Practical issues: Numeric stability. When you’re writing code for computing the Softmax function in practice, the intermediate terms \(e^{f_{y_i}}\) and \(\sum_j e^{f_j}\) may be very large due to the exponentials. Dividing large numbers can be numerically unstable, so it is important to use a normalization trick. Notice that if we multiply the top and bottom of the fraction by a constant \(C\) and push it into the sum, we get the following (mathematically equivalent) expression:
$$ \frac{e^{f_{y_i}}}{\sum_j e^{f_j}} = \frac{Ce^{f_{y_i}}}{C\sum_j e^{f_j}} = \frac{e^{f_{y_i} + \log C}}{\sum_j e^{f_j + \log C}} $$
We are free to choose the value of \(C\). This will not change any of the results, but we can use this value to improve the numerical stability of the computation. A common choice for \(C\) is to set \(\log C = -\max_j f_j \). This simply states that we should shift the values inside the vector \(f\) so that the highest value is zero. In code:
f = np.array([123, 456, 789]) # example with 3 classes and each having large scores
p = np.exp(f) / np.sum(np.exp(f)) # Bad: Numeric problem, potential blowup
# instead: first shift the values of f so that the highest number is 0:
f -= np.max(f) # f becomes [-666, -333, 0]

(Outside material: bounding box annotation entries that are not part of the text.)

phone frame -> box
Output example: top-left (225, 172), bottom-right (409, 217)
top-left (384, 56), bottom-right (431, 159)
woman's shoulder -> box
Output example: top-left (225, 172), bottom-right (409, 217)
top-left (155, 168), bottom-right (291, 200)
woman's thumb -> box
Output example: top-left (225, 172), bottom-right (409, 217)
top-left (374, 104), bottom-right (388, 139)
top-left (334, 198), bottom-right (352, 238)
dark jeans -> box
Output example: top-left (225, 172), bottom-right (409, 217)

p = np.exp(f) / np.sum(np.exp(f)) # safe to do, gives the correct answer
Possibly confusing naming conventions. To be precise, the SVM classifier uses the hinge loss, or also sometimes called the max-margin loss. The Softmax classifier uses the cross-entropy loss. The Softmax classifier gets its name from the softmax function, which is used to squash the raw class scores into normalized positive values that sum to one, so that the cross-entropy loss can be applied. In particular, note that technically it doesn’t make sense to talk about the “softmax loss”, since softmax is just the squashing function, but it is a relatively commonly used shorthand.